Ты отделяла землю от огня, летучее от твердого, и делала это с такой виртуозностью! Ты разлагала, не разрушая. Свойства высших веществ, как и свойства низших ты равно обращала на пользу.
Сколько раз снилось мне, что ты поднимаешься с земли на небо, чтобы потом вновь спуститься ко мне, и странствуешь так, ликующая, свободная.
В подвале всегда лежал на полу никогда не зажигавшийся фонарь с приоткрытой заслонкой. Его погасший фитилек служил предупреждением тем людям, которые, работая, дают увлечь себя нетерпению, становятся переменчивыми, алчными или легковесными.
LXXVII
Ты с пользой для себя вкусила науки в раннем возрасте, но преждевременно, по мнению философов, артистов и адептов. Твоя настойчивость в учении и труды в подвале сделали тебя женщиной новых взглядов, существом, единственным в своем роде, и ты сформировалась так быстро! Великое ликование поселили эти победы в моей душе и наполнили ее счастьем и довольством.
«Да, мама».
Трудолюбиво, упорно выверяла ты истинность магистерия. Без моей помощи ты приняла посвящение через труды адептов — я могла быть при этом процессе лишь зрительницей, но сколь счастливой!
«Да, мама».
Бенжамен шел другим путем, так непохожим на твой. Музыка сразу принесла ему плоды, реальные и всем доступные. Иное дело ты — твой усердный труд был окружен молчанием. Бенжамен колесил по свету, ничем не стесненный в своей гордыне, пожиная лавры, в то время как ты, отказавшись от мирской суеты, добровольно жила затворницей, чтобы в полной мере осуществить замысел. Бенжамен забыл, какую роль сыграла я в его детстве; ты же была благой, честной и главное — признательной.
«Да, мама».
Как удручала меня пагубная переписка между Абеляром и Бенжаменом! Мне не хотелось просить Абеляра положить конец столь нездоровым отношениям. А ведь я могла бы даже потребовать этого и должна была так поступить. Тогда у нас все было бы по-другому. Самым бестактным образом Бенжамен влез исподтишка в нашу жизнь и вмешался в то, что его не касалось, — в твое будущее. Шевалье прочел письма и великодушно оправдал того, кто не заслуживал оправдания, не углубляясь в подробный анализ Бенжаменова сердца: в нем говорили горечь и вздорный нрав.
«Этот парень, Бенжамен, — подранок, он травмирован, это видно по его письмам, как будто ему душу ободрали заживо. Его мать — настоящая бл…, он это знает, а ты не отвечаешь на его письма. Он родился сыном неизвестного отца — и вот теперь проснулся круглым сиротой, второй раз лишившись матери».
LXXVIII
Сколько раз, читая твой тайный дневник, спрашивала я себя, не сходишь ли ты с ума на почве раздвоения личности, не идешь ли ты по этой каменистой почве прямиком к шизофрении. Я никогда ни словом не обмолвилась о твоей «Преисподней», чтобы не углублять трещину в твоем рассудке, расколотом на две противоположные натуры.
«Рок сделал меня мятежницей. — Я извращаю все мои чувства и становлюсь чудовищем. — Красота, благость, наука — какие гадкие слова, лишенные всякого смысла. — За каким углом неведомое примчится на всех парах? — Моя непокорная душа оскотинилась»

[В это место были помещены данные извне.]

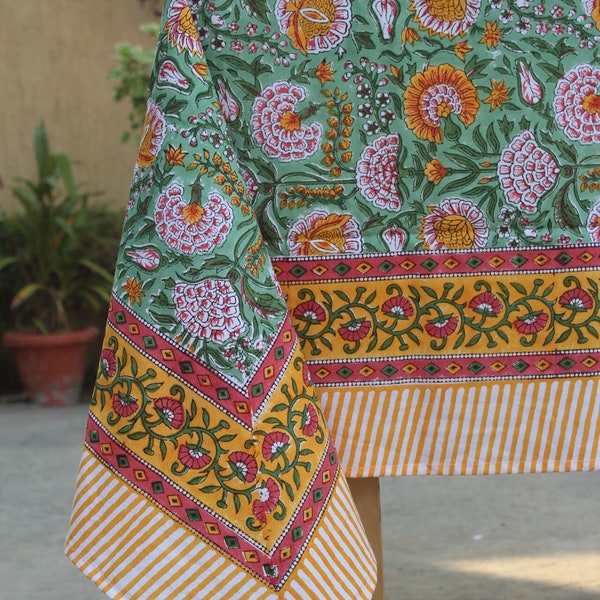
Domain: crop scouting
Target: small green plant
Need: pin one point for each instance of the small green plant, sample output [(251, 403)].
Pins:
[(58, 251), (132, 73)]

Как отрадно мне было смотреть на тебя, безмятежную, твердо стоящую на земле, — после чтения сбивающих с толку сентенций, которые ты сплевывала в твой тайный дневник, точно харкотину. Как дисциплинированно, как послушно трудилась ты у горнила! Через какие же поры в твоем ангельском, столь пленительном личике сочилась влага этих черных туч?
«У меня вши в голове. — Я сыплю их в скверах на мамаш и сопливых детишек».
Я видела деревья с надписями, которые ты вырезала ножом на коре, находя это занятие своевременным для усугубления твоих душевных смут.
«Смерть книгам! — Долой науку!» Как мало смысла было в твоих фразах — или как много в них содержалось недосказанного! Но никогда я не позволила себе ни единого порицания в адрес твоей «Преисподней».
«Я погрязла в мерзости. — Никто не понимает меня и никогда не поймет. — Я не есть я».
И все же, все же как блага ты была, несмотря ни на что! Ты работала у печи с такой взыскательной преданностью науке. Свою дисциплину и свое послушание выковала ты сама, чтобы открыть несметные чудеса, проникнув в непостижимые тайны. Ты стремилась к совершенству как к порожденному мечтой образу благодати.
LXXIX
Шевалье по-прежнему пропадал где-то ночами, ввязываясь во всевозможные приключения. Он возвращался, всегда не один, в предрассветные часы. Его прощания со спутниками затягивались, тишину вспарывали звуки ударов и пинков, брань.